Defense News in Brief: U.S. Sixth Fleet Establishes Naval Amphibious Forces Europe Supporting Fully Integrated Navy-Marine Operations and Experimentation

Source: United States Navy

U.S. Sixth Fleet stood up Task Force 61 Naval Amphibious Forces Europe/ 2d Marine Division (TF-61/2) to synchronize command and control of deployed Navy and Marine Corps amphibious forces and advance the integrated Marine Corps capability in the Sixth Fleet area of operations (AOO) on March 16, 2022.

Marines and Sailors from II Marine Expeditionary Force (II MEF), led by Maj. Gen.
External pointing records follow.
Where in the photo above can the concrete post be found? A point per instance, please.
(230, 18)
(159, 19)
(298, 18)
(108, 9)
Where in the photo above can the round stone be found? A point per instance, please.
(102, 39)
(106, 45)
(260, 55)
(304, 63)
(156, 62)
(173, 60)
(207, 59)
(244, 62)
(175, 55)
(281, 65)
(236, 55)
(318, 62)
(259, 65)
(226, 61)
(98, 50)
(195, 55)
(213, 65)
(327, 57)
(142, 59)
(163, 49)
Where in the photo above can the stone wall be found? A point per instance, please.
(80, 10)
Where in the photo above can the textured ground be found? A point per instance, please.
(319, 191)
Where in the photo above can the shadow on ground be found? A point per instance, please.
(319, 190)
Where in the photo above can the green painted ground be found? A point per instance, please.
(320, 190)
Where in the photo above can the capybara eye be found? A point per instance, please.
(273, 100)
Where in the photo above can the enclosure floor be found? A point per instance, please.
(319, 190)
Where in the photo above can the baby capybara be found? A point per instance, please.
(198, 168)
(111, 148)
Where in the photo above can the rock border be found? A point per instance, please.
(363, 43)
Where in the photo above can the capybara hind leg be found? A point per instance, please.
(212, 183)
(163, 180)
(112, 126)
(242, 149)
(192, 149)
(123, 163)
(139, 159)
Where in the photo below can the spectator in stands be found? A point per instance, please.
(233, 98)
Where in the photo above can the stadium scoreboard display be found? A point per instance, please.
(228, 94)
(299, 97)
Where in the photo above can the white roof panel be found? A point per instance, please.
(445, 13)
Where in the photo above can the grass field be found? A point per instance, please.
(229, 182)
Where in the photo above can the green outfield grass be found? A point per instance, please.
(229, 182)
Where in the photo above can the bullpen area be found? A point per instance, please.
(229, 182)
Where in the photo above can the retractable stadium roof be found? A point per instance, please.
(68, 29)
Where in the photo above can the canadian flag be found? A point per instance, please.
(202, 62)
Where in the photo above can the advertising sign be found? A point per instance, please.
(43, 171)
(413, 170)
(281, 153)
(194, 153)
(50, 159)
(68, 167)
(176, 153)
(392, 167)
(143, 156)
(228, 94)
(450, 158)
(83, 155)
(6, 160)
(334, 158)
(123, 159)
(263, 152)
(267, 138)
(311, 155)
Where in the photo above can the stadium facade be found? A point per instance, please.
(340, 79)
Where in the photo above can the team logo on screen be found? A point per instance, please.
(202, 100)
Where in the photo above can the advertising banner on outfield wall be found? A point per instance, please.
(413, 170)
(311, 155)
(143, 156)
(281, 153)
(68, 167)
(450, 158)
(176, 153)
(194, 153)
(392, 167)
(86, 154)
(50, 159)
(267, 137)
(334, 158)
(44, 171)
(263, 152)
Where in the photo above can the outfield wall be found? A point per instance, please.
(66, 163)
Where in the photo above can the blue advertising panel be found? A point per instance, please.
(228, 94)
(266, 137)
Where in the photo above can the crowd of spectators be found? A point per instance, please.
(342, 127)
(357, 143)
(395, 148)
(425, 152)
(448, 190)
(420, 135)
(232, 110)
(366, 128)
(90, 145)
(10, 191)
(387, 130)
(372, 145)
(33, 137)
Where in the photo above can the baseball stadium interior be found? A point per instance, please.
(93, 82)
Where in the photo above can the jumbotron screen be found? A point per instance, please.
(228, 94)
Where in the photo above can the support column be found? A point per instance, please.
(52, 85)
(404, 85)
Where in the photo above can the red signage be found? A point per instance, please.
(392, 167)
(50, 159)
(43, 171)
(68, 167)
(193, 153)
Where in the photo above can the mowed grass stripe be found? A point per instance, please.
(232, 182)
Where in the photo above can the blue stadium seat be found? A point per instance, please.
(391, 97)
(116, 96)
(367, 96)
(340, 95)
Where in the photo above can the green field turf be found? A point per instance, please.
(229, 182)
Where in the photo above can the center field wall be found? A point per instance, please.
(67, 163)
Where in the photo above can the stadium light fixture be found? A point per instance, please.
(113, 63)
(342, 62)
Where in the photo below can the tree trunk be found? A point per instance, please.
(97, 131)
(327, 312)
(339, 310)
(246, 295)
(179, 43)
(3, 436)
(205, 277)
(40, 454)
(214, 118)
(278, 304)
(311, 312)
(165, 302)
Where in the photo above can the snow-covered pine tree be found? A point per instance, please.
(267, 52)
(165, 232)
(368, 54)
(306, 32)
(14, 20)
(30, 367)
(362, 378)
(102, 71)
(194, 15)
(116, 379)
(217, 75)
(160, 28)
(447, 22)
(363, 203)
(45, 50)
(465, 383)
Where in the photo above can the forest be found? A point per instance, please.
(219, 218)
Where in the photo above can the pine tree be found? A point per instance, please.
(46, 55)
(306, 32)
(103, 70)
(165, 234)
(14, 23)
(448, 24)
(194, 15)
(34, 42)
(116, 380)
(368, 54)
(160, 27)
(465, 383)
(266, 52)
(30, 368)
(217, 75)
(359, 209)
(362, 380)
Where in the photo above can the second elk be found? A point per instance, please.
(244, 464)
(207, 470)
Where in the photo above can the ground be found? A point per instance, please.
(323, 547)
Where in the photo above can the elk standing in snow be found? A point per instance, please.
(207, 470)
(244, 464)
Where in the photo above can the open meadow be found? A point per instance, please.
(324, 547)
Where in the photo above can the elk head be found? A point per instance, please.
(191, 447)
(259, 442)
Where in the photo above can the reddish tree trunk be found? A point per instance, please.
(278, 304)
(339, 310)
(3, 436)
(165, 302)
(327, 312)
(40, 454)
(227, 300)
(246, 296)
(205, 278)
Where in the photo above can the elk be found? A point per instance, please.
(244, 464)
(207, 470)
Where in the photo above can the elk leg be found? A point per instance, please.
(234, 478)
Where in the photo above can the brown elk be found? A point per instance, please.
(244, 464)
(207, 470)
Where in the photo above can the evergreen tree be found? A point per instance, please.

Francis Donovan, commanding general of 2d Marine Division (2dMarDiv), arrived in Naples, Italy, as members of the newly-formed Task Force.

“Task Force 61/2 embodies the traditional relationship between the Marine Corps and Navy, credible combat-ready forces poised to support our NATO Allies and Partners when called,” said Donovan. “A naval amphibious force commander consolidates the Blue-Green team across U.S. Sixth Fleet and enables experimentation of the Marine Corps concepts outlined by the Commandant of the Marine Corps.”

Task Force 61/2 aligns multiple existing deployed forces under the Naval Amphibious Force commander; deployed amphibious ready groups (ARG), Marine expeditionary units (MEU), and reconnaissance and counter-reconnaissance (RXR) forces. They will oversee a wide range of integrated operations, from ARG-MEU operations, port visits and exercises, to contingency planning and RXR operations.  

Beyond command-and-control synchronization within the fleet, the task force operationalizes Marine Corps forces critical new concepts through training and experimentation, providing naval and joint force commanders with dedicated multi-domain reconnaissance and counter-reconnaissance (RXR) capabilities. TF-61/2 is executing the Commandant of the Marine Corps’ Concept for Stand-in Forces (SIF) to generate small, highly versatile units that integrate Marine Corps and Navy forces.  

At the Defense Program’s Conference on March 9, Marine Corps Commandant Gen. David Berger explained how “Force Design for us, is enhancing the capabilities for naval expeditionary warfare in actively contested spaces wherever those spaces might be … Force Design, for us, is going to enable us to operate to fight, to win, in an even more diverse set of circumstances, regions, scenarios, than we can today.” 

TF-61/2’s establishment embodies a shift in II MEF support to a fleet or joint commander in accordance with Force Design. Operationalizing these integrated concepts, capabilities, and doctrine demonstrates Marines are a naval expeditionary force-in-readiness, capable of identifying and deterring malign behavior and, when necessary, fighting inside our adversary’s engagement zone to support numbered fleet commanders’ operations.  

“Even more important, even more relevant is what they do to support naval operations,” said Gen. Berger at the Defense Program’s Conference. “For example, Eastern Mediterranean – right now, while we’re sitting here in this room, there’s experiments going on between 2d Marine Division and 6th Fleet. They have demonstrated that Marines can track adversary ships with targeting level fidelity. We’ve even been able to contribute to anti-submarine warfare in the Mediterranean – unheard of, unthinkable for the Marine Corps five years ago. This fundamentally changes the game.” 

U.S. Sixth Fleet, headquartered in Naples, Italy, conducts the full spectrum of joint and naval operations, often in concert with Allied and interagency Partners, in order to advance U.S. national interests and security and stability throughout Europe and Africa.